With the Rev. Al Sharpton at his side, Democratic gubernatorial candidate Phil Murphy made a campaign stop today at a hi-tech education center in Newark's South Ward, saying the state needed to support urban youth to succeed in a globalized and digitized economy.
"We've got to be here, backing up these kids, to make sure that they can achieve all that they can achieve," said Murphy, flanked by Newark Mayor Ras Baraka and Newark native Sheila Oliver, the Democratic lieutenant gubernatorial candidate. "Centers like this are at the very center of our economy. This is the future of our economy."
Murphy appeared at NAN Newark Tech World, a center dedicated to improving Internet-based technological skills critical for many careers in the increasingly digital economy. A key part of the center's mission is to provide access to opportunities available through the Internet by offering classes in computer training skills and other technology programs.
The center is run by the National Action Newark, an organization that provides services to those in poverty, including supporting small community businesses.
Lord Dowdell, director of NAN Newark Tech World, located on Hawthorne Avenue, spoke of the need to narrow the socioeconomic digital divide in order to boost employment opportunities for all Newarkers.
"We've heard from corporate leadership that they wish to hire more minorities, in particular in the black and brown communities, but they don't have the skill set for the jobs available," Dowdell said. "Our job is to target the skills that they're looking for and train people in those disciplines so that they can move in to fill those jobs."
NAN was founded by Sharpton, a widely-known urban issues advocate and media personality. Sharpton was present to show support for the Democratic ticket and assert that the educational technology gap is a national issue that has a serious impact in cities such as Newark.
"A problem that we face in this country is that we have ignored the impact of the digital divide. Automation has cost more jobs than immigration. If you're not talking about closing the digital divide, we still will be losing jobs, particularly in our community," Sharpton said. "If we don't bring a generation up that is very literate in terms of using the technology of the day, then we are rendering them toward being unemployed."
Serving in the 1970s as soul legend James Brown's tour manager, Sharpton has been well known since the 1980s for his fiery advocacy for a range of causes, including protesting against police brutality in cities around the country and his support for Tawana Brawley, who falsely accused four white men of rape in the late 1980s. He is now the host of a Sunday morning news program on MSNBC.
Murphy has been no stranger to Newark, New Jersey's largest city, during his campaign.

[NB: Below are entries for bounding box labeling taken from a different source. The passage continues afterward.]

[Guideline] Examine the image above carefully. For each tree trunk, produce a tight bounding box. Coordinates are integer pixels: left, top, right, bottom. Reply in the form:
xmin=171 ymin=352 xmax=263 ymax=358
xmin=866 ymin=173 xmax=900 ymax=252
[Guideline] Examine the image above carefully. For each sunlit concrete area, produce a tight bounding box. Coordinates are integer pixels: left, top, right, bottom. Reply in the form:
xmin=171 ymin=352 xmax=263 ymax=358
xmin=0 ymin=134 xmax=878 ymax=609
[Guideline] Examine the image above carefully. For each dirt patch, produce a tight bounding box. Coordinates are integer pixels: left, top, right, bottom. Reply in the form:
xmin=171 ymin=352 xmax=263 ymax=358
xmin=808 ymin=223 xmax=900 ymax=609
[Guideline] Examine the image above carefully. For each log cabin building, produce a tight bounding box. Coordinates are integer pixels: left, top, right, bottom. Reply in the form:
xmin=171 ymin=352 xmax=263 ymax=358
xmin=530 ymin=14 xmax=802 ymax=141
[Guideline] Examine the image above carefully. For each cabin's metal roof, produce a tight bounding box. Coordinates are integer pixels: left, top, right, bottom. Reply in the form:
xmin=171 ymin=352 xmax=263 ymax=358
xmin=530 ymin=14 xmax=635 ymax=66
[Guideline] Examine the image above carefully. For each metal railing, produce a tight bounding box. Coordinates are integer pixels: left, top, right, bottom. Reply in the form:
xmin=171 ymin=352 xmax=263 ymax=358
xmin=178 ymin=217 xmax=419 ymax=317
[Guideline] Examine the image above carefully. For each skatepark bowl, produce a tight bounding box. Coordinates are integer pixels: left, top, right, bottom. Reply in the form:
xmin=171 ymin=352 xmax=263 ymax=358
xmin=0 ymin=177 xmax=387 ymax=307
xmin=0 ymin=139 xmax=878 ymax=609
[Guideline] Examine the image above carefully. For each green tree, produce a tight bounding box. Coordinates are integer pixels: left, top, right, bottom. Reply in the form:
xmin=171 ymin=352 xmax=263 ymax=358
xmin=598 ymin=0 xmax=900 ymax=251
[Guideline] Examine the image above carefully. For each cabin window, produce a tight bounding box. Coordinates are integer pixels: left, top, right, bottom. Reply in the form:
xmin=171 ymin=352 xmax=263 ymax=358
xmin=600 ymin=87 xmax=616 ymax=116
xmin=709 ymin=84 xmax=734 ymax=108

His decision to concentrate heavily on Newark, the source of the largest number of Democratic votes in New Jersey, in the fall of 2015 helped clear the field of several potential primary rivals and played a critical role in his eventual Democratic primary win this June.
But as the campaign moves closer to November, Murphy will need to win critical independent, moderate suburban voters to win the election against Republican candidate Lt. Gov. Kim Guadagno. Murphy said he sees no problem campaigning in Newark with Sharpton.
"We're not talking any vote for granted no matter where people live," Murphy told TAPinto Newark. "I've said so many times that as Newark goes, so goes the state of New Jersey. But I'm doing a town hall tonight in Middlesex County. We're walking and chewing gum. We have to do both."
While Murphy referenced New Jersey's urban-suburban divide, Sharpton stuck to crossing economic boundaries in an already divided country.
"The civil rights issue of the 21st century is that we already have a racial divide. Now we've got to deal with the digital divide," Sharpton said. "If not, we only bring racism to a new level. That we cannot do."